エクスターナル モード シミュレーションのタイム ステップごとに、Simulink は、それらのブロックの最終的な値のみをターゲット アプリケーションからアップロードします。Simulink は、ステップ中に生成された中間値をアップロードしません。

ファイルスコープのデータ

組み込みのカスタム ストレージ クラス FileScope を適用するデータ項目など、ファイルスコープのデータはサポートされていません。ファイルスコープのデータには外部からアクセスできません。

カスタム ストレージ クラスをもつ信号

カスタム ストレージ クラス (CSC) をもつ信号のアップロードはサポートされていません。

printf ステートメントの使用

ターゲット アプリケーション エラーおよび情報メッセージをターゲット ハードウェアのディスプレイに表示するには、printf 呼び出しを使用できます。一部のターゲット ハードウェアでは printf ステートメントの使用によってエクスターナル モードのバイナリ ファイルのサイズが増加する場合があります。printf 呼び出しを無効にするには、ターゲット アプリケーションのコンパイラでプリプロセッサ マクロ定義 EXTMODE_DISABLEPRINTF を指定します。

コマンド ライン引数

実行中のターゲット アプリケーションにコマンド ライン引数を使用できます。以下の制限が適用されます。

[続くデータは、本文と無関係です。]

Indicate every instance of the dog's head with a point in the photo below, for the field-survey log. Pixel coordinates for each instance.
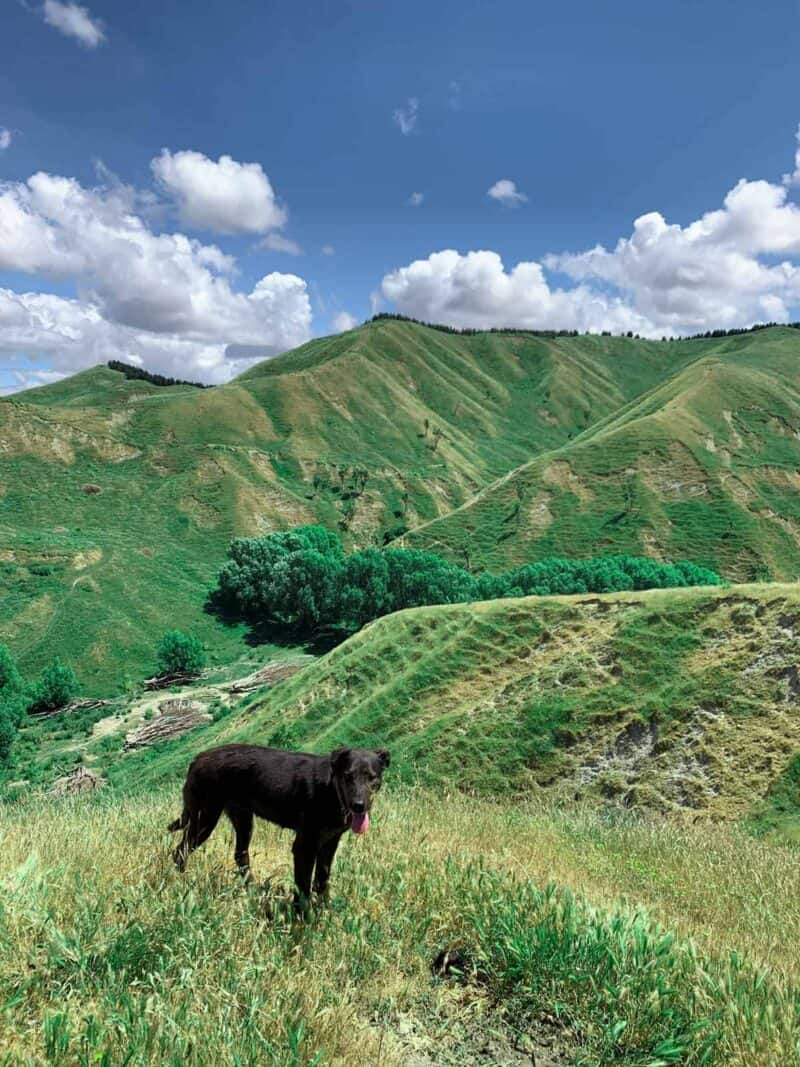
(358, 773)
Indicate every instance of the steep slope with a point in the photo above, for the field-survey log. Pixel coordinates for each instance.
(702, 466)
(117, 498)
(684, 701)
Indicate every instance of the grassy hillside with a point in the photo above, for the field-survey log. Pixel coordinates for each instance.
(117, 498)
(702, 466)
(678, 701)
(110, 956)
(577, 934)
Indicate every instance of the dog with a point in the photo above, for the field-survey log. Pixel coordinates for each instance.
(319, 797)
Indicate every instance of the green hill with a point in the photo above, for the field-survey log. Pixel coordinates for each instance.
(682, 701)
(117, 498)
(702, 466)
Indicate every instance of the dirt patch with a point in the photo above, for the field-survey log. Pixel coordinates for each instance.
(177, 716)
(562, 475)
(83, 559)
(81, 780)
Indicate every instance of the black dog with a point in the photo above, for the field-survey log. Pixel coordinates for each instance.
(318, 796)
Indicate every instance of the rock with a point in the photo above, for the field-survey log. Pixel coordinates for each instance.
(80, 780)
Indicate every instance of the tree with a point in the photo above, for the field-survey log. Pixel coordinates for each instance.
(302, 578)
(180, 654)
(56, 687)
(12, 703)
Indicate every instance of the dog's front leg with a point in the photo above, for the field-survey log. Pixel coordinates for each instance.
(304, 850)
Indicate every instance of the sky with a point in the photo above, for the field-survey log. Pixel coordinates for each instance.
(191, 187)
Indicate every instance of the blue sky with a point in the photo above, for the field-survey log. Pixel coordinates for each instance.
(588, 115)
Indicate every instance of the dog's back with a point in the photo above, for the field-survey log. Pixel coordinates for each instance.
(289, 789)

  • コマンド ライン引数の解析には関数 sscanf を必要とし、これによって一部のターゲット ハードウェアではプログラム サイズが増加します。

  • 一部のターゲット アプリケーションはコマンド ライン引数を受け入れません。

ターゲット ハードウェアがコマンド ライン引数の解析をサポートしない場合、ターゲット アプリケーション コンパイラに対してプリプロセッサ マクロ定義 EXTMODE_DISABLE_ARGS_PROCESSING=1 を指定します。

-w オプションを置き換えるために、このコマンドを使用して Simulink から接続メッセージを受け取るまでターゲット アプリケーションが待機状態に移行したままになることを指定できます。

set_param(modelName, 'OnTargetWaitForStart', 'on');
ビルド プロセスは必要なオプション (-DON_TARGET_WAIT_FOR_START=1) をコンパイラに提供します。

行優先のコード生成

行優先の形式で生成されたコードはサポートされていません。

シミュレーション データのエクスポート

シミュレーションの出力、信号、および状態のデータのエクスポートはサポートされていません。